*This post was originally posted on the BabyCenter Blog. As I reread it I was reminded of the fact that yes, the days are long but the years are short. The love for my children can be overwhelming. They are older now, but every bit of this is still true.
My children. I know there are days when your mommy is not so nice. There are times when I lack patience and my temperament is off kilter. During those moments, never doubt my love for you. Know that those times are few and that the other times, times I am paralyzed in the light of your very being, your very existence, are far more often. I become frozen, my eyes glued to the future, in awe of all your potential.
I know sometimes I don’t see you. We’re running out the door or you’re fumbling for the right word, and I’m not truly with you. I’m sorry for that. I do see you. I see you at times when you don’t even notice.

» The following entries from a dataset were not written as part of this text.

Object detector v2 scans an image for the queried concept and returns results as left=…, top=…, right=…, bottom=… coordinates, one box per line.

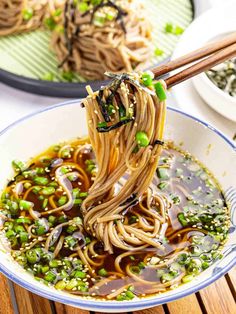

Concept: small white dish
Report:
left=192, top=35, right=236, bottom=122
left=0, top=101, right=235, bottom=312
left=172, top=0, right=236, bottom=134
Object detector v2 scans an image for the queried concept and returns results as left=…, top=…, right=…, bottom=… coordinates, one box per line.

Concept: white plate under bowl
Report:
left=0, top=101, right=235, bottom=312
left=172, top=0, right=236, bottom=137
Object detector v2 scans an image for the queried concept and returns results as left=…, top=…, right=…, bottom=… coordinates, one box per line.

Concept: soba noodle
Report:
left=82, top=73, right=167, bottom=253
left=0, top=0, right=65, bottom=36
left=51, top=0, right=152, bottom=80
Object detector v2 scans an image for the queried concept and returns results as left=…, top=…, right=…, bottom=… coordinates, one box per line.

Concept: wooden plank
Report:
left=167, top=293, right=202, bottom=314
left=198, top=276, right=236, bottom=314
left=54, top=302, right=90, bottom=314
left=0, top=274, right=15, bottom=314
left=225, top=268, right=236, bottom=299
left=13, top=284, right=53, bottom=314
left=133, top=306, right=165, bottom=314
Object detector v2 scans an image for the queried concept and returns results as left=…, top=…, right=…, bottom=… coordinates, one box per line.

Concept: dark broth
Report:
left=0, top=140, right=230, bottom=301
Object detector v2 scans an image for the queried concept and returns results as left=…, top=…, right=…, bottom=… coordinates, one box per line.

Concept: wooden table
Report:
left=0, top=269, right=235, bottom=314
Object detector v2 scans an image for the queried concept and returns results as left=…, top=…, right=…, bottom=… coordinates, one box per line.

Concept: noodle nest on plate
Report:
left=0, top=0, right=65, bottom=36
left=51, top=0, right=153, bottom=80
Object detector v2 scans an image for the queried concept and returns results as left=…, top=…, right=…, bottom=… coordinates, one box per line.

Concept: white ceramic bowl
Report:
left=0, top=101, right=235, bottom=313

I watched you, my son. The other night when we let you stay up extra late so we could watch the stars. We sat on the driveway and looked for planets and constellations. Then, just before bed, you asked to go out one more time. We sat on the back porch and you told us to cover our ears. We didn’t know why but we obliged.
You looked up at the sky and your little mouth moved slowly. I’m not sure you even uttered a whisper. Then you admitted you had wished on a star – to be a policeman when you are older.

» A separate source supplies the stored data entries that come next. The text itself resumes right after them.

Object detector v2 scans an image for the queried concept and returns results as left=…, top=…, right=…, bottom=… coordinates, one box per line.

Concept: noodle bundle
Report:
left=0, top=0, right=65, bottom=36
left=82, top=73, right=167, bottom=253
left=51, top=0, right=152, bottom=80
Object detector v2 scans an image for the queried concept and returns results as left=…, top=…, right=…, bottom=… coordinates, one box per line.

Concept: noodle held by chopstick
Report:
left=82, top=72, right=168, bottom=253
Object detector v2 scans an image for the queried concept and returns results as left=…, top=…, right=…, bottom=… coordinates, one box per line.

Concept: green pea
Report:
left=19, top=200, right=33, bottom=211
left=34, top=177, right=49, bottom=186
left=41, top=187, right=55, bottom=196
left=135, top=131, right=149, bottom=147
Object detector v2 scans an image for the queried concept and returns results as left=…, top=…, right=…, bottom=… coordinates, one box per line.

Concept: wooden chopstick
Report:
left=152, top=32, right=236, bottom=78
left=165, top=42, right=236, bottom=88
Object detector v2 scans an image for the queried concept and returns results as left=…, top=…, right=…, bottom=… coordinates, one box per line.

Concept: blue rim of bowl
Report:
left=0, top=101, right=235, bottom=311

I cried. I couldn’t help it. You are so sweet and innocent with so many wishes and dreams ahead of you. I don’t know why you didn’t want us to hear you, but I saw you, my son. I saw you.
I watched you, my daughter. The other night you were dancing with your daddy. Oh, how you love to dance. You close your eyes and spin around, ever the dramatic one. This time we happened to be watching a number from So You Think You Can Dance.

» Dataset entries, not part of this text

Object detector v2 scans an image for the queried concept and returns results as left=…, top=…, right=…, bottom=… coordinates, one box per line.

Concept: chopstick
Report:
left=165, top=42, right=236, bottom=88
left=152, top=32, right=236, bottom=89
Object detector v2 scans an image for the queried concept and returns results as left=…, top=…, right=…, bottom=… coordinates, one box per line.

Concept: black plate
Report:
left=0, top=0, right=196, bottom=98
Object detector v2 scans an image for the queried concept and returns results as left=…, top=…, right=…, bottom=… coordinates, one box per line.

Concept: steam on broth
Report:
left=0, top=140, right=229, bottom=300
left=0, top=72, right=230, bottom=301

You spun around, ballerina like, as I listened to the words of Lana Del Rey.
Will you still love me when I’m no longer young and beautiful?
Will you still love me when I’ve got nothing but my aching soul?
I know you will, I know you will
I know that you will
Will you still love me when I’m no longer beautiful?
There they were, the tears streaming down my face. My lovely little girl. I will always love you, and I will always think you are beautiful. Always.
As I watched you, I saw it all – your past, the present and your future. It was like a bolt of lightning, gone before I could even register it.
But I saw you.
We stare at them, our children, hoping and praying that all their dreams will come true, that we, as their parents, are doing everything we can to ensure they have all the opportunities possible. We want them to work hard, to be honest, to have talents and skills, to be recognized and seen for all that they are and all they can be.
We need to keep staring. Sure, they can be irrational, frustrating and ridiculous – tiny ears that never seem to be working. It is easy to focus on the humdrum of the everyday, on the negative, the things that drive us crazy.
We need to try harder. Because in those moments, when we truly see our children, time stands still and the tears fall. Because sometimes the love in our hearts, becomes too much and it has to overflow into the rest of the world.